L’opportunité est inespérée. L’édile garde un souvenir amer de l’enterrement du projet par son prédécesseur. Imaginé en 2002 par le tonitruant Georges Frêche – non sans polémiques –, le musée avait été abandonné en 2014 par Philippe Saurel malgré les millions d’euros engagés. Ce dernier, installé à l’hôtel de ville jusqu’en 2020, avait justifié son choix par le coût des travaux, mais beaucoup lui ont reproché des motivations plus politiques, notamment d’avoir cédé à la pression des associations algérianistes et d’avoir passé un deal politique avec le Front national (FN, devenu Rassemblement national) pour décrocher la mairie. Cette affaire, qui avait déclenché de vives réactions d’historiens et d’intellectuels, illustre bien la difficulté persistante d’assumer l’histoire croisée de la France et de l’Algérie et le déni face à un passé qui ne passe pas, toujours en proie à l’instrumentalisation politique.
Florence Hudowicz, la conservatrice du département des arts graphiques et décoratifs du Musée Fabre à Montpellier, qui a rejoint l’aventure en 2010, espère que cette fois sera la bonne. Dans l’ombre, elle s’est attelée à constituer une collection à la hauteur de cet ambitieux projet. Cela fait des années qu’elle en attend la concrétisation. Membre de la commission « Mémoire et Vérité » chargée de mettre en œuvre les préconisations du rapport Stora et membre d’un comité scientifique élargi informel sur le projet du musée, Florence Hudowicz raconte le destin inachevé de cette collection.
C’est à Marseille, dans un bâtiment du centre de conservation et de ressources du Musée des civilisations de l’Europe et de la Méditerranée (MuCEM), que patientent les quelque 5 000 objets de la collection du futur musée de l’histoire de la France et l’Algérie. Comment avez-vous conçu sa composition ?
Florence Hudowicz La collection de départ, constituée avant mon arrivée dans le projet, avait vocation à être présentée dans un « Musée de la présence française en Algérie », puis dans un « Musée de l’histoire de la France en Algérie, 1830-1962 ». Cela donnait l’impression que l’Algérie n’existait que du temps où la France y était et qu’il s’agissait de rendre hommage à cette présence française.

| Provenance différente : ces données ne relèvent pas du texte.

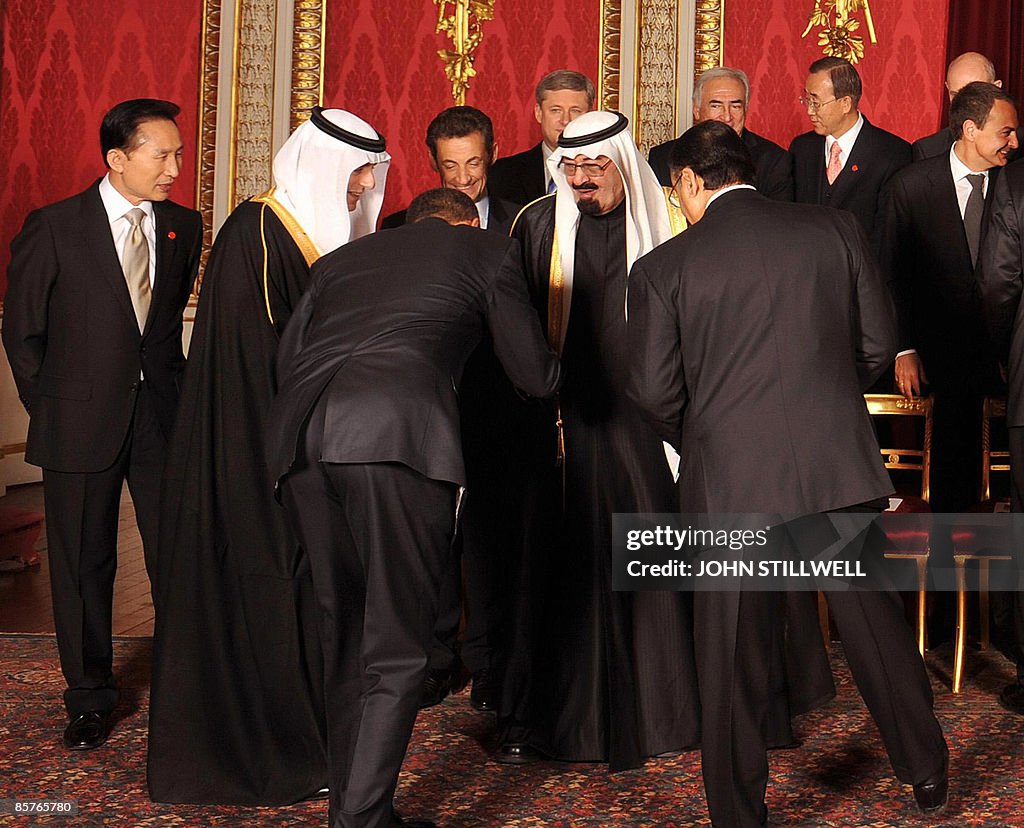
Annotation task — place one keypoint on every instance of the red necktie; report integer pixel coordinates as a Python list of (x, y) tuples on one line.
[(835, 166)]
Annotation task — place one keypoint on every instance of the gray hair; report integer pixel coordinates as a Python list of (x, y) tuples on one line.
[(565, 79), (718, 74)]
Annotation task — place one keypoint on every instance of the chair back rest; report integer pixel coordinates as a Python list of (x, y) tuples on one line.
[(992, 460), (915, 455)]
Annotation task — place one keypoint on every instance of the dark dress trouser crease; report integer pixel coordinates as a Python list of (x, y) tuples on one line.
[(379, 540), (737, 684), (82, 535)]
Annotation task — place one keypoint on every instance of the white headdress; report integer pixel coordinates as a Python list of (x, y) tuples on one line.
[(647, 225), (311, 172)]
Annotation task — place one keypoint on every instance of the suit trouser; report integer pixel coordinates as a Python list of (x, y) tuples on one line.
[(82, 514), (480, 583), (378, 536), (735, 634)]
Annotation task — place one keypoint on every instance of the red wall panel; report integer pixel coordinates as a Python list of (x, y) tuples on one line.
[(64, 63), (381, 62), (903, 73)]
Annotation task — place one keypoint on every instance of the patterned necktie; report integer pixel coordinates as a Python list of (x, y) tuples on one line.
[(835, 166), (973, 212), (136, 266)]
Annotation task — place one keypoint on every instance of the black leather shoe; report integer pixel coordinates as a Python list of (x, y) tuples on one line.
[(1012, 698), (437, 686), (932, 794), (481, 697), (87, 731), (397, 821), (516, 753)]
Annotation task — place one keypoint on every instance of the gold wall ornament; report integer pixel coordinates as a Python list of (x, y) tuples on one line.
[(838, 37), (464, 26), (308, 40)]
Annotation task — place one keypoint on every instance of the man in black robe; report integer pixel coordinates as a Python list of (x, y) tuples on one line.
[(237, 709), (598, 676)]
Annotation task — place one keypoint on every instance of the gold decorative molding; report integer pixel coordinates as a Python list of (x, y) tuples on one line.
[(207, 139), (709, 37), (654, 95), (307, 58), (253, 112), (464, 27), (609, 54), (838, 38)]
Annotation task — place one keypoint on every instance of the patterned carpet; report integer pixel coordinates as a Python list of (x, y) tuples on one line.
[(839, 778)]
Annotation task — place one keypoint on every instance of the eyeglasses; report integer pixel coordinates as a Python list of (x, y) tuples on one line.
[(589, 168), (674, 193), (812, 104)]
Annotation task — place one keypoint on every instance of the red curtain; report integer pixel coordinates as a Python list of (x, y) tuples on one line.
[(994, 28)]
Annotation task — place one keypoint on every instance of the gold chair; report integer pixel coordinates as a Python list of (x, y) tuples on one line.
[(907, 542), (972, 545), (913, 463)]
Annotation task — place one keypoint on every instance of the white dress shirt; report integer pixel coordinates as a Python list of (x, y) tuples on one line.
[(116, 206), (846, 142), (961, 171)]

Quand j’ai rejoint l’aventure, j’ai souhaité faire évoluer le projet. J’ai considéré une histoire dans laquelle toutes les mémoires de l’Algérie étaient associées avec non seulement celles des pieds-noirs et des anciens combattants, mais aussi celles des harkis et des Algériens. Et dans un temps qui dépasse les frontières de la période coloniale. La collection devait également s’intégrer dans une géographie méditerranéenne. Pour rendre compte de ce rééquilibrage, on a changé l’intitulé. C’est devenu le « Musée de l’histoire de la France et de l’Algérie ».

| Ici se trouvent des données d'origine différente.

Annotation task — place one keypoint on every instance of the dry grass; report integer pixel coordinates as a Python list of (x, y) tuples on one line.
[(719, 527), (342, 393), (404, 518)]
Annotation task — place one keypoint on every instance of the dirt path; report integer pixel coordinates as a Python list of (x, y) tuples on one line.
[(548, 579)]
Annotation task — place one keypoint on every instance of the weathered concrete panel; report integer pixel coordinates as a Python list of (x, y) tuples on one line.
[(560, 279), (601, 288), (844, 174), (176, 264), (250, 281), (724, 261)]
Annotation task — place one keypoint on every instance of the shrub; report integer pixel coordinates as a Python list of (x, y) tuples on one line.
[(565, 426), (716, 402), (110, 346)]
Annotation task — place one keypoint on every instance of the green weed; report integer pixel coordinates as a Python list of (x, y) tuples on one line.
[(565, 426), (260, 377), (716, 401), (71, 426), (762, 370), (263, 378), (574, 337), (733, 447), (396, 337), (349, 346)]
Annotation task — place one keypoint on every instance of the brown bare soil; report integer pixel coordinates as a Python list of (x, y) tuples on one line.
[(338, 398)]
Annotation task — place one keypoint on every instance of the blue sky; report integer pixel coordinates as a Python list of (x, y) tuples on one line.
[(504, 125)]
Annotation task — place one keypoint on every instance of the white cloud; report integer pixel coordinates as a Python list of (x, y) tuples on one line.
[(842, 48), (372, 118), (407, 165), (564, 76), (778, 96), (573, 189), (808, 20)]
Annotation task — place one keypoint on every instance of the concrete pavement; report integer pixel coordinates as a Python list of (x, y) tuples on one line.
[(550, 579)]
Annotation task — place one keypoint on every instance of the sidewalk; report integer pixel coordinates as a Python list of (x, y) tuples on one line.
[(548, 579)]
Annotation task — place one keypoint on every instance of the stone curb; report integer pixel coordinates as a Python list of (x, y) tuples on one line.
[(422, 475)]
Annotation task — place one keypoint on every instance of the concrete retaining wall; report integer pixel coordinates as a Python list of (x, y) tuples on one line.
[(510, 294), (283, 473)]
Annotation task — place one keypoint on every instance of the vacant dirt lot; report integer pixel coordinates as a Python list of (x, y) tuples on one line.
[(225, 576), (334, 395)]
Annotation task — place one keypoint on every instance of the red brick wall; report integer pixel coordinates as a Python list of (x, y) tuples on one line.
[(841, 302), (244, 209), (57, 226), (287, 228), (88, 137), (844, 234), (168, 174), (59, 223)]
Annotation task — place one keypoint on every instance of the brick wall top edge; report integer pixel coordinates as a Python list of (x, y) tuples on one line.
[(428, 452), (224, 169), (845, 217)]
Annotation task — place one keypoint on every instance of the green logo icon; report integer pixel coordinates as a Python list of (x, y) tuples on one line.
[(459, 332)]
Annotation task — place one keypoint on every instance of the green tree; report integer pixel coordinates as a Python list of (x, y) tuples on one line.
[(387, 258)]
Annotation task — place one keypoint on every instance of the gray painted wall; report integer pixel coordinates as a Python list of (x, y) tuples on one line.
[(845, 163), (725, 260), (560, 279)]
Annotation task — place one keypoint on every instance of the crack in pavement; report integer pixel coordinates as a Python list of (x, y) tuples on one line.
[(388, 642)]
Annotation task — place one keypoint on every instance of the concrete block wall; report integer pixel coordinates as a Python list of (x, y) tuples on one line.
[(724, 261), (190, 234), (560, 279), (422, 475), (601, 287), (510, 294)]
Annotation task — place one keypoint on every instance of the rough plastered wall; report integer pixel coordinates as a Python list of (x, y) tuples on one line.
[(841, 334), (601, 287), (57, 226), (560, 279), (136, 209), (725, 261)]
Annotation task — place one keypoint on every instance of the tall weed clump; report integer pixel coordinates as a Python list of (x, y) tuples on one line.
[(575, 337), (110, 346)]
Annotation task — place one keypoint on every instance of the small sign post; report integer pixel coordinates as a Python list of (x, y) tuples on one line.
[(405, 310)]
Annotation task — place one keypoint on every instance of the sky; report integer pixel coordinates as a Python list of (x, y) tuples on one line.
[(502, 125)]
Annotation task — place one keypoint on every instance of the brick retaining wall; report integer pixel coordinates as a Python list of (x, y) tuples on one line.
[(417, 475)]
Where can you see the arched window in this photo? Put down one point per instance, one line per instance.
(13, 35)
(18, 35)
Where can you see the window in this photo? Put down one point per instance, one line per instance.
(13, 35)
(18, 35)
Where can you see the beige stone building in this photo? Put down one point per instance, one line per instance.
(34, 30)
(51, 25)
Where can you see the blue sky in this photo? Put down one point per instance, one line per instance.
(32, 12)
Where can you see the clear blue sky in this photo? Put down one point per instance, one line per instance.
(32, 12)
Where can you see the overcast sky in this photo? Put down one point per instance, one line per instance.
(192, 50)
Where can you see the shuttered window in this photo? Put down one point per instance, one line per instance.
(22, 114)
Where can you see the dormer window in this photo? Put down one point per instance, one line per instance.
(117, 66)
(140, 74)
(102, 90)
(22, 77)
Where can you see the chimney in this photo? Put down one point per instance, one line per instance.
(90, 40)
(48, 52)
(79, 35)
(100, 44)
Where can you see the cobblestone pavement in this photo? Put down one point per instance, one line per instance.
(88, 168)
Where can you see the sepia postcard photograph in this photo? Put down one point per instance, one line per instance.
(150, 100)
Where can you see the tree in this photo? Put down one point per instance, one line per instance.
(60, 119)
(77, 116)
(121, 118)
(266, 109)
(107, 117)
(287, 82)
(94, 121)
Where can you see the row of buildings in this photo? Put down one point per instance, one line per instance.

A partir de ce cadre, il nous fallait restituer la chair de cette histoire. Qu’elle soit suffisamment rigoureuse et surplombante pour que tous ses héritiers puissent poser un regard apaisé sans faire un bond de trois mètres en arrière. Le discours devait être audible pour tout le monde. L’histoire entre la France et l’Algérie reste vive car elle n’est pas accordée. Or elle est commune, même si elle n’a pas été vécue de la même manière.
Comment votre postulat s’est-il traduit dans la collection ?
Des acquisitions, estimées à 2,6 millions d’euros, ont été réalisées en complément de dépôts venant des réserves nationales du Louvre, de Vincennes, d’Orsay ou encore du musée de l’Armée promis par ces établissements. Nous avons réuni près de 6 000 objets et documents comme des tableaux, des bijoux, des costumes, des jouets, de la vaisselle, des figurines, des cartes postales, des affiches, des photographies, des correspondances, des manuscrits…
A titre d’exemple, nous avons voulu montrer comment dès le XVIe siècle, au moment de la période de la « course » [raids lancés par les corsaires sur les côtes européennes ou à l’assaut des navires chrétiens, NDLR] et de la piraterie pratiquées sur l’ensemble du pourtour méditerranéen, pour des raisons tant politiques que commerciales, les liens d’Etat à Etat avaient cours entre la France et la régence d’Alger qui préfigure l’Algérie actuelle. L’Algérie précoloniale existe ! On a acquis des gravures montrant cette « course » en Méditérannée. On avait la promesse de dépôt d’un canon ottoman du musée de l’Armée. On voulait resituer Alger dans une histoire plus vaste qui ne commençait pas avec sa prise en 1830.